2. How would your election benefit ASAM and the field of addiction medicine?
My privilege to serve in ASAM leadership began shortly after joining the society in 1984. I was elected to the Board of ASAM in April 1989 to replace Dr. Donald Gallant, and served on the Board as Regional Director until 1993. I n 1997, I was re-elected to the Board as Regional Director and served until April 2005. I was then elected Secretary of the Society from 2005 until 2009. I again served as a Member at Large on the Board of Directors from April 2011until April 2015. A total of 20 years and a time of great growth of the society.
I n the years following initial board membership I have served on a number of ASAM committees. I was a member of the Review Course Committee chaired by Dr. Anne Gellar and Co-Director of the Review Course in Atlanta in 1990. Inspired by the rewards of volunteerism, I have served as chair and then member of the Membership Committee, and I have done my best to contribute to the direction of the society and to the publications of the society as a member of the Public Policy Committee. I have most significantly contributed to those publications in the development of the Public Policy Statement on the Treatment of Addiction. I serve on the Legislative Advocacy Committee and I am a member of the Payer Relations Committee. I have been appointed as Board level liaison to the National Association of Addiction Treatment Providers.
The most memorable volunteer effort in ASAM was the opportunity to chair the Parity Action Group (which then became the Legislative Advocacy Committee). For my work with the Parity Action Group, I was honored with the ASAM Award, an annual award for outstanding contributions to the growth and vitality of our society: “For thoughtful leadership in the field and for the deep understanding of the art and sciences of Addiction Medicine. That honor was bestowed on April 17th, 2010.
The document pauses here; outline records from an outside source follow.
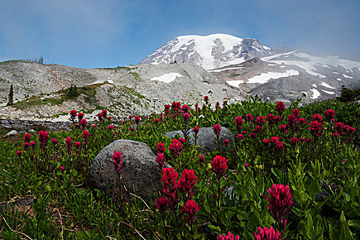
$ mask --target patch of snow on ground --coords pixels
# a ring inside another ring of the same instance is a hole
[[[225,70],[235,70],[235,69],[243,69],[243,67],[229,67],[228,69],[216,69],[216,70],[209,70],[208,71],[208,72],[209,73],[219,73],[219,72],[221,72],[221,71],[225,71]]]
[[[322,90],[324,93],[326,93],[327,94],[335,94],[334,92],[330,92],[326,90]]]
[[[346,77],[346,78],[354,78],[354,77],[350,77],[350,76],[347,75],[346,74],[343,74],[342,76],[343,76],[344,77]]]
[[[291,75],[298,75],[299,72],[296,70],[287,70],[286,73],[272,73],[269,72],[267,73],[261,73],[260,75],[257,75],[248,80],[249,84],[265,84],[270,79],[277,79],[280,77],[289,77]]]
[[[331,88],[331,89],[335,89],[335,88],[330,86],[329,84],[328,84],[327,83],[324,82],[322,82],[320,85],[324,86],[324,87],[328,88]]]
[[[175,80],[176,77],[182,77],[182,75],[178,73],[165,73],[160,77],[154,77],[151,80],[153,81],[160,81],[166,83],[169,83]]]
[[[99,80],[97,81],[95,81],[91,84],[90,84],[90,85],[92,85],[92,84],[103,84],[105,82],[108,82],[109,84],[112,84],[114,83],[114,81],[112,80]]]
[[[313,88],[310,89],[310,91],[313,93],[313,96],[310,97],[311,99],[315,99],[320,96],[320,92],[319,92],[317,89]]]
[[[228,84],[230,86],[235,86],[236,88],[239,88],[239,84],[243,84],[243,80],[232,80],[232,81],[226,81]]]

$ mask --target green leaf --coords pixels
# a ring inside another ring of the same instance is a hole
[[[341,215],[340,215],[340,230],[339,239],[354,239],[351,236],[349,226],[346,224],[346,219],[345,218],[344,211],[341,211]]]
[[[357,230],[360,230],[360,220],[352,219],[348,221],[348,225],[352,226]]]
[[[313,239],[313,226],[314,223],[313,221],[313,217],[311,217],[311,214],[309,213],[309,212],[307,213],[307,224],[305,226],[305,230],[307,232],[307,237],[309,239]]]
[[[45,187],[44,188],[48,192],[51,192],[51,187],[50,186],[49,186],[49,185],[45,185]]]
[[[313,179],[310,184],[307,188],[307,191],[311,193],[312,195],[315,195],[322,192],[319,183],[315,179]]]

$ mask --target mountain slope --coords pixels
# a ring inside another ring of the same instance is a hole
[[[167,42],[139,64],[192,62],[208,70],[288,51],[285,48],[271,49],[254,38],[243,39],[228,34],[180,36]]]
[[[16,104],[5,106],[11,84]],[[71,84],[77,86],[77,97],[66,95]],[[191,63],[91,69],[23,62],[0,63],[0,119],[59,121],[67,120],[73,108],[89,114],[89,120],[99,108],[107,108],[114,117],[151,114],[154,104],[163,108],[172,101],[200,103],[209,90],[215,101],[222,102],[226,95],[223,89],[229,88]],[[232,88],[228,94],[235,99],[242,99],[244,93]]]
[[[305,102],[334,98],[341,85],[360,86],[360,62],[298,51],[256,58],[209,72],[229,85],[263,99],[290,102],[304,93]]]

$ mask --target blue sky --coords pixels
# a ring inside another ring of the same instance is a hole
[[[214,33],[360,57],[359,11],[359,0],[0,0],[0,61],[125,66],[178,36]]]

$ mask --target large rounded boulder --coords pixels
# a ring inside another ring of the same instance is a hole
[[[120,189],[118,175],[114,167],[112,154],[120,151],[122,155],[121,192],[126,200],[130,193],[149,200],[149,196],[160,189],[160,169],[156,156],[144,143],[117,140],[105,147],[94,158],[89,171],[90,181],[94,189],[109,191],[115,196]]]

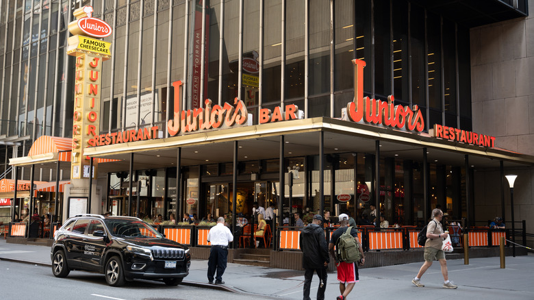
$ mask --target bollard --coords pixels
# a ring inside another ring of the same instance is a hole
[[[469,264],[469,237],[463,234],[463,264]]]
[[[505,237],[504,236],[500,237],[499,249],[500,252],[500,268],[505,268],[506,262],[505,262],[505,260],[506,255],[505,255]]]

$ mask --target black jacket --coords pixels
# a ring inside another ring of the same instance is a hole
[[[303,228],[300,243],[303,251],[303,268],[324,268],[325,262],[330,262],[325,231],[320,226],[312,223]]]

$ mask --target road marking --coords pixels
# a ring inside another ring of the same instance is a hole
[[[103,295],[98,295],[98,294],[91,294],[91,296],[101,297],[102,298],[113,299],[115,299],[115,300],[125,300],[125,299],[120,299],[120,298],[114,298],[112,297],[103,296]]]
[[[35,251],[26,251],[23,250],[12,250],[7,251],[0,251],[0,254],[17,254],[17,253],[31,253]]]

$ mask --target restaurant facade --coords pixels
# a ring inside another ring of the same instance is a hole
[[[484,226],[511,221],[515,173],[515,220],[532,232],[528,2],[2,1],[3,177],[73,179],[92,213],[235,218],[257,201],[281,224],[372,204],[390,225],[440,207]],[[84,5],[112,29],[97,108],[80,116],[94,127],[77,127],[67,55]],[[49,136],[83,140],[88,168],[75,175],[69,149],[30,155]],[[68,186],[49,195],[60,221],[77,211]]]

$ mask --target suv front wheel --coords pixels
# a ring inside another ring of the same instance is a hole
[[[117,256],[112,256],[105,264],[105,281],[112,286],[120,286],[124,284],[123,264]]]
[[[54,253],[53,260],[52,260],[52,273],[56,277],[66,277],[71,270],[66,264],[65,252],[63,250],[58,250]]]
However, I believe that my most significant contribution to ASAM has also been a gift of my membership in ASAM. Because of my exposure to my fellow members and to the educational presentations of ASAM, and inspired by the practices and accomplishments of my colleagues, and influenced by my former experience as a primary care physician, I have been able to develop a physician led Recovery Oriented System of Care in Metairie, LA. My leadership in this organization has been a role model for others, and stands as one example of the future of physician practice in Addiction Medicine. I hope to continue as a role model and advocate for physician leadership and integration into the multidisciplinary treatment of addiction.
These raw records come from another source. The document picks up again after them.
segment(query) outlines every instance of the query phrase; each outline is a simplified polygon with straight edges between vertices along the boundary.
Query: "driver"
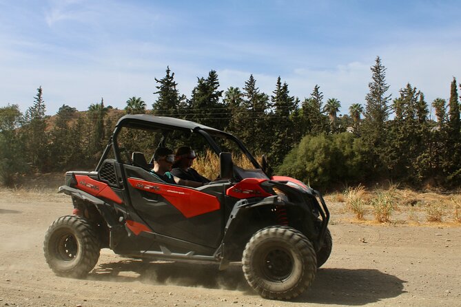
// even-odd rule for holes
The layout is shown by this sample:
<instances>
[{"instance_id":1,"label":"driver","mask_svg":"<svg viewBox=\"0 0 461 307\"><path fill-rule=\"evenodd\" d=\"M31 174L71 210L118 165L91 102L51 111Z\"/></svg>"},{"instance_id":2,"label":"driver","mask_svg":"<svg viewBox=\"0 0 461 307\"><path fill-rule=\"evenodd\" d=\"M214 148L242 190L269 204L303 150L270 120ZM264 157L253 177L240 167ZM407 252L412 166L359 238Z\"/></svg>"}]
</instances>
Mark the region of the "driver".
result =
<instances>
[{"instance_id":1,"label":"driver","mask_svg":"<svg viewBox=\"0 0 461 307\"><path fill-rule=\"evenodd\" d=\"M172 174L170 171L174 162L173 151L169 148L159 147L154 153L154 168L150 173L163 181L171 184L180 184L196 188L203 185L202 182L183 180Z\"/></svg>"},{"instance_id":2,"label":"driver","mask_svg":"<svg viewBox=\"0 0 461 307\"><path fill-rule=\"evenodd\" d=\"M171 171L176 177L185 180L192 180L203 184L208 183L210 180L199 174L192 166L197 156L190 147L182 146L178 148L175 155L175 162L173 164L173 169Z\"/></svg>"}]
</instances>

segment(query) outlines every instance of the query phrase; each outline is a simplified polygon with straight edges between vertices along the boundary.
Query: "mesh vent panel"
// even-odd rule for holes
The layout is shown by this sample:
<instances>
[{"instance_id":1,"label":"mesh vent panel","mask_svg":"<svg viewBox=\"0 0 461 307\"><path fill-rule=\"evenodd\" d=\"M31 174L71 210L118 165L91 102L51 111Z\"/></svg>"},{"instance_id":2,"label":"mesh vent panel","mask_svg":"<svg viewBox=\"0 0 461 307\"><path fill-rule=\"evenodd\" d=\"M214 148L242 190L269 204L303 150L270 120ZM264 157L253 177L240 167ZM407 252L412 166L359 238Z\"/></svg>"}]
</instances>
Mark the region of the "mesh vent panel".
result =
<instances>
[{"instance_id":1,"label":"mesh vent panel","mask_svg":"<svg viewBox=\"0 0 461 307\"><path fill-rule=\"evenodd\" d=\"M113 162L104 161L103 167L99 170L99 178L111 185L117 186L117 178Z\"/></svg>"}]
</instances>

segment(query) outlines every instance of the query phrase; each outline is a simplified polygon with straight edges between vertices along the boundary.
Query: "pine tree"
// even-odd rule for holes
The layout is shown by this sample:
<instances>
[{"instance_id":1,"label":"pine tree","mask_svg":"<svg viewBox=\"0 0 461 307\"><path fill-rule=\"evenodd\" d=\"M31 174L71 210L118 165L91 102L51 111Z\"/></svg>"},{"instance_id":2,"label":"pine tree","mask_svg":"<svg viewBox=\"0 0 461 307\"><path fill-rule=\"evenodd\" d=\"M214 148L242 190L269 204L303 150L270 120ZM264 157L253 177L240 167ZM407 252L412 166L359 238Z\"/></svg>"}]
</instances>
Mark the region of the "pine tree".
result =
<instances>
[{"instance_id":1,"label":"pine tree","mask_svg":"<svg viewBox=\"0 0 461 307\"><path fill-rule=\"evenodd\" d=\"M460 122L460 103L458 101L456 79L451 82L450 101L449 102L448 139L447 143L449 156L447 168L448 181L455 184L461 182L461 123Z\"/></svg>"},{"instance_id":2,"label":"pine tree","mask_svg":"<svg viewBox=\"0 0 461 307\"><path fill-rule=\"evenodd\" d=\"M387 167L393 179L414 180L417 178L411 167L426 146L422 144L423 136L417 116L421 93L409 83L400 92L400 97L393 100L396 117L389 123L390 137L385 148Z\"/></svg>"},{"instance_id":3,"label":"pine tree","mask_svg":"<svg viewBox=\"0 0 461 307\"><path fill-rule=\"evenodd\" d=\"M432 103L432 107L436 109L437 123L439 129L441 129L447 122L447 100L441 98L436 98Z\"/></svg>"},{"instance_id":4,"label":"pine tree","mask_svg":"<svg viewBox=\"0 0 461 307\"><path fill-rule=\"evenodd\" d=\"M391 95L386 95L389 85L386 83L386 68L379 56L376 57L375 65L371 70L372 81L368 84L369 92L365 96L361 135L364 145L369 152L367 165L371 168L371 173L374 173L374 176L382 176L382 171L386 167L387 160L385 154L387 138L386 121L389 114L388 104Z\"/></svg>"},{"instance_id":5,"label":"pine tree","mask_svg":"<svg viewBox=\"0 0 461 307\"><path fill-rule=\"evenodd\" d=\"M229 116L225 105L219 101L223 91L218 91L218 74L214 70L208 77L198 78L190 100L190 119L207 126L223 130Z\"/></svg>"},{"instance_id":6,"label":"pine tree","mask_svg":"<svg viewBox=\"0 0 461 307\"><path fill-rule=\"evenodd\" d=\"M330 120L330 129L332 133L337 132L338 120L337 113L341 107L341 103L336 98L331 98L327 100L327 103L323 108L323 112L328 114Z\"/></svg>"},{"instance_id":7,"label":"pine tree","mask_svg":"<svg viewBox=\"0 0 461 307\"><path fill-rule=\"evenodd\" d=\"M303 134L318 135L329 131L328 118L322 114L323 93L318 85L309 98L304 100L301 107L301 118L303 122Z\"/></svg>"},{"instance_id":8,"label":"pine tree","mask_svg":"<svg viewBox=\"0 0 461 307\"><path fill-rule=\"evenodd\" d=\"M453 77L451 82L451 90L450 93L450 101L449 102L450 110L449 112L449 129L450 135L452 136L453 142L460 141L460 103L458 102L458 88L456 87L456 79Z\"/></svg>"},{"instance_id":9,"label":"pine tree","mask_svg":"<svg viewBox=\"0 0 461 307\"><path fill-rule=\"evenodd\" d=\"M73 149L71 142L76 136L72 133L70 122L76 113L74 107L63 105L56 114L54 126L50 134L50 154L54 161L52 167L54 171L64 171L73 166L73 161L70 160Z\"/></svg>"},{"instance_id":10,"label":"pine tree","mask_svg":"<svg viewBox=\"0 0 461 307\"><path fill-rule=\"evenodd\" d=\"M274 110L269 120L272 125L268 138L272 140L269 157L274 166L277 167L282 163L283 158L294 145L291 115L295 109L295 99L289 96L287 83L282 85L280 76L277 78L273 94L271 101Z\"/></svg>"},{"instance_id":11,"label":"pine tree","mask_svg":"<svg viewBox=\"0 0 461 307\"><path fill-rule=\"evenodd\" d=\"M231 133L239 131L248 114L243 105L242 92L238 87L229 87L224 93L223 102L230 112L230 120L227 129Z\"/></svg>"},{"instance_id":12,"label":"pine tree","mask_svg":"<svg viewBox=\"0 0 461 307\"><path fill-rule=\"evenodd\" d=\"M176 87L178 83L174 81L174 73L171 73L170 67L167 66L165 77L155 81L158 85L156 86L157 92L154 94L158 94L158 98L152 105L154 115L162 116L177 117L180 105L179 91Z\"/></svg>"},{"instance_id":13,"label":"pine tree","mask_svg":"<svg viewBox=\"0 0 461 307\"><path fill-rule=\"evenodd\" d=\"M360 103L353 103L349 107L349 114L354 122L354 132L359 135L359 127L360 123L360 114L363 113L363 107Z\"/></svg>"}]
</instances>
Ken Roy, MD is founder and medical director of the Dual Diagnosis unit at River Oaks Hospital in Harahan, LA and president and medical director of Bio behavioral Medicine Company, LLC in Metairie, LA., an addiction focused medical practice and Addiction Recovery Resources, Inc., an outpatient and residential treatment program for addiction, also in Metairie. Dr Roy has had a successful addiction and psychiatric private practice for over 25 years.
Dr. Roy received his medical degree from Tulane University School of Medicine in New Orleans. He completed his internship at the Charity Hospital of New Orleans and a residency in psychiatry at the Tulane University School of Medicine. Dr. Roy is a Distinguished Life Fellow of the American Psychiatric Association, a Distinguished Fellow of the American Society of Addiction Medicine and is certified by the American Board of Psychiatry and Neurology and the American Board of Addiction Medicine. He also is a member of the American Academy of Addiction Psychiatry and the American Medical Association.